First, Jesus was no politician - the arena of politics exists for humans to grapple over issues of ideology and power. Jesus has no place there. He needs no place there.

If you want to attach him to a form of government, his is a monarchy ... benevolent to those who love him and absolutely absolute.

Second, Jesus gave one caution about giving. "Do not let your left hand know what your right hand is doing," he said, "that your alms may be in secret."

The author of the article I'm disputing claims that "most Americans think it's perfectly acceptable to be greedy bastards all year 'round and just throw some coins in a bucket at Christmas and/or ask God for forgiveness for their sins."
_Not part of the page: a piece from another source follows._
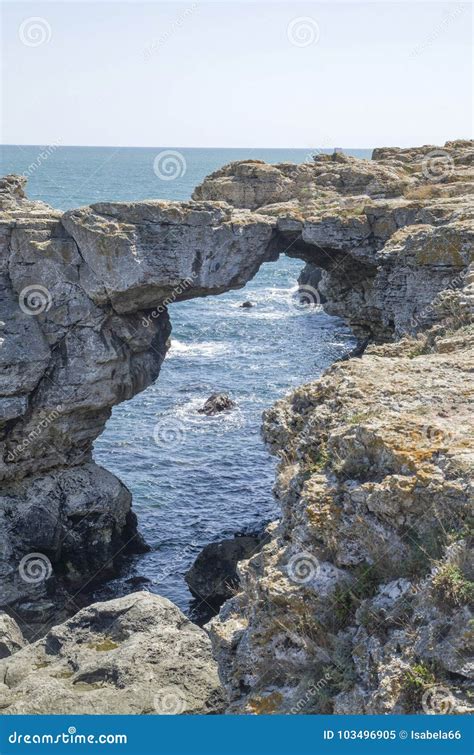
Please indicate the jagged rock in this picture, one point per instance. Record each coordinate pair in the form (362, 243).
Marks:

He assumes that - because he cannot see the giving - it must not be taking place.

But that's the thing about Christians. We don't blow a trumpet when we give.

We may oppose higher taxes to support what the government defines as "the greater good." Based on how poorly our government manages money, that's just good stewardship.

But we'll pay whatever tax is imposed - not because you say we should but because that's what God commands. Monarchies work that way.

Bob Dickson, a 12-year Santa Clarita resident, is an award-winning journalist and former sports writer for The Signal. As the owner of Bob's Word Factory, he writes for TV, radio, magazines and has been published in two books. Bob is also an adjunct professor of writing at The Master's College. His column reflects his own views and not necessarily those of The Signal.